山口社長インタビュー。村田や日本電産が追い上げも「部品を深堀りすれば2兆円の先へ」
売上高1兆5000億円超え。京セラは“京都企業”のリーディングで居続けられるか

「緩やかな統制も必要だ。これをどうやりきるかはマネジメントの力」と山口社長

 京セラは2015年3月期に売上高が初めて1兆5000億円を超え、再び成長軌道を描き始めた。ただ、電子部品最大手メーカーとしては、同じ“京都企業”で売上高1兆円を達成した村田製作所日本電産などから、激しい追い上げを受けているのも事実だ。業界トップ企業としてどのような成長戦略を推し進めるのか、山口悟郎社長に聞いた。

 ―村田製作所や日本電産も1兆円企業となります。
 「当社の電子部品事業は村田製作所と似たような製品を展開している。その電子部品だけで1兆円に達するのだからすごいと思うが、それだけ我々の電子部品も伸ばせると感じている。売上高1兆5000億円のうち部品事業は約6割。
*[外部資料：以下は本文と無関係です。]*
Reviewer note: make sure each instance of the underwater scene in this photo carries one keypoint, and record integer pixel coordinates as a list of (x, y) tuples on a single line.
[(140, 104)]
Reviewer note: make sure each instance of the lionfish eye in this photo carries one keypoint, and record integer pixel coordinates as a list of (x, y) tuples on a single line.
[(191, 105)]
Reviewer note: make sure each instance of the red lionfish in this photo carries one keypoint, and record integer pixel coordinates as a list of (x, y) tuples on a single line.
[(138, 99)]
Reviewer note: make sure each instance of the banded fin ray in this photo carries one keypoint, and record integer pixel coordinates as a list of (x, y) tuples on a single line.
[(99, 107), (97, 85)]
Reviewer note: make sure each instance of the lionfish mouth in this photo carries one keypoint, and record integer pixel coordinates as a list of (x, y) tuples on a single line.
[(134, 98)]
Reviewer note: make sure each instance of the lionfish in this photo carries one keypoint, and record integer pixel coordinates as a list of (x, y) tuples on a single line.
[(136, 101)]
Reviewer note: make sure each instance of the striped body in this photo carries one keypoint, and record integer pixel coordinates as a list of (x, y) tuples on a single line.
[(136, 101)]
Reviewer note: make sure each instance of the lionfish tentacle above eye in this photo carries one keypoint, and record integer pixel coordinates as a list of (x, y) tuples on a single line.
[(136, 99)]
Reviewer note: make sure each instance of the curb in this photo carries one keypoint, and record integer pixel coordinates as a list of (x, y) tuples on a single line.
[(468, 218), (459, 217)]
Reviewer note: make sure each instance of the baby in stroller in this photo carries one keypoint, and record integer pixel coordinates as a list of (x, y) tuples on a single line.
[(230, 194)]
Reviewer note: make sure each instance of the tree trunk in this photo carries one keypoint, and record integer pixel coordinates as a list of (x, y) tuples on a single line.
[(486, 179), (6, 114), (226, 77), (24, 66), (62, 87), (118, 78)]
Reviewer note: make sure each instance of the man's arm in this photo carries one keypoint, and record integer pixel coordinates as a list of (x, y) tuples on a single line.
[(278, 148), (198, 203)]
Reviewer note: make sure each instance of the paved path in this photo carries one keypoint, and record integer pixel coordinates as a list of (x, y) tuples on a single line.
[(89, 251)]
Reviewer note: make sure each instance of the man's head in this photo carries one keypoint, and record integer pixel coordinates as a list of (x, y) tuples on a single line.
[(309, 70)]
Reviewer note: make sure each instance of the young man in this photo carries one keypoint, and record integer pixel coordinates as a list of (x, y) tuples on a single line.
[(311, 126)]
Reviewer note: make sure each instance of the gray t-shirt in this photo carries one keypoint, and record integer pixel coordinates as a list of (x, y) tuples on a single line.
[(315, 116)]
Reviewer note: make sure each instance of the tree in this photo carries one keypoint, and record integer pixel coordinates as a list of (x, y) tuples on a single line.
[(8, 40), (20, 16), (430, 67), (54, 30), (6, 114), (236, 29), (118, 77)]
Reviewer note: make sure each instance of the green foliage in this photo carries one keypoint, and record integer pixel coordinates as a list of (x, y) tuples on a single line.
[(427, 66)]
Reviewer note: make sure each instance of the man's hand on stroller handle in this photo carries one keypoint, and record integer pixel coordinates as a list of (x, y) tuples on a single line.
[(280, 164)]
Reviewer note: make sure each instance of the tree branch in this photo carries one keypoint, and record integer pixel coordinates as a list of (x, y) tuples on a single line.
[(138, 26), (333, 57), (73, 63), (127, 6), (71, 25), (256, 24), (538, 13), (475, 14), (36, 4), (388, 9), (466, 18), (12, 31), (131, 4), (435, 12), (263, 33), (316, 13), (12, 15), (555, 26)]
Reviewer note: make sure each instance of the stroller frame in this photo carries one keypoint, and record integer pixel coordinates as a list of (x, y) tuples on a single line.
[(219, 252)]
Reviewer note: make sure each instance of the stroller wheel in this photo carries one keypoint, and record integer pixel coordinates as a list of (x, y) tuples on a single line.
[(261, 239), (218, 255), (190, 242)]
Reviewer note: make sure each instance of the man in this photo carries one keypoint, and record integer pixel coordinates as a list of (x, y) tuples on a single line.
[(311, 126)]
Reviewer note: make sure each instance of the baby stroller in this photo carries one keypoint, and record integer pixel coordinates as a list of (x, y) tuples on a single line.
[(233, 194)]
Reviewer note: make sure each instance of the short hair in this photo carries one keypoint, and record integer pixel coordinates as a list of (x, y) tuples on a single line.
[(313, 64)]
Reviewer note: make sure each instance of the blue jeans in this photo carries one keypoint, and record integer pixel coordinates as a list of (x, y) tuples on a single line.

ここをもっと深掘りしていけば2兆円や、さらにその先へと売上高を伸ばすことも決して無理でない」

 ―モーターや積層セラミックコンデンサーなど一つの分野で圧倒的なシェアと事業規模を持つ両社と比べ、京セラは事業範囲が広い一方で個々の事業規模に劣るのでは。
 「当社は、それぞれの製品ごとに細かく分かれた組織が中小企業のように自主的に動いて伸びてきた会社。セラミックパッケージなどのようなトップの製品はあるが、一つひとつの事業のすべてが、必ずしもシェアを伸ばし切れているわけではない。ただ、伸びそうなところだけにリソースを集中してしまったら、事業の幅が狭くなるし、現場が自ら考える自主性も損なわれ、京セラらしさが失われてしまう。たとえ効率が悪く見えても、それぞれの部門が自分たちで頑張ってシェアを高めなければならない」

 ―その一方で組織横断の車載プロジェクトを立ち上げるなど、総合力を生かす取り組みも進めています。
 「それぞれの事業分野が自由に伸びていく中でも、もう少しこっちを向いた方が良いのではなどと方向付けをする、緩やかな統制も必要だ。これをどうやりきるかはマネジメントの力だろう」

 ―機器事業では携帯電話端末で海外進出などの攻勢をかけています。
 「スマートフォン最大手のようにハイエンド機を大量に販売するのではなく、特徴のある機種を法人客へ個々に供給していく。日米に加え中南米や欧州にも販売先を広げ、そう遠くない将来に販売台数は2倍、3倍にもできる」

 【記者の目/新規事業追求貪欲さが必要】
 部品に機器と事業の幅を大きく広げるが、競争力の原点がセラミックスにあるのは創業以来変わっていない。セラミックスは燃料電池のキーデバイスでも使われているように、新事業の可能性もさらに広がりつつある。もう一段の成長を遂げるためには、個々の事業の深掘りに加え、新規事業への貪欲な取り組みが今後も必要となりそうだ。
 (聞き手=尾本憲由)
日刊工業新聞2015年05月12日 電機・電子部品・情報・通信面
明豊
明豊 Ake Yutaka 取締役デジタルメディア事業担当
業績好調な京都の企業。京都総合経済研究所のまとめによれば、京都・滋賀の上場企業の14年3月期の増益率は東証一部上場企業の平均を上回るという。上場企業の多くは部品メーカーなどで、一般向けや最終製品が少ない。「京様式経営」のビジネスモデルの特徴のひとつは、本社を東京に置かないことだという。東京シフトは大阪企業では珍しくないが、京都企業は確かに少ない。海外展開が盛んなため“東京イコール魅力的な巨大市場”という図式も成り立ちにくいのだ。ある京都企業の経営者が京都であることのメリットについて、「大学など人材が適度に集積したコンパクトシティーで、海外の顧客はみんな京都を知っていることが有利に働いている」と話す。さらに京都のお菓子。「海外の人は日本のおもてなしに期待しており、その究極が京都」。奥深い強さである。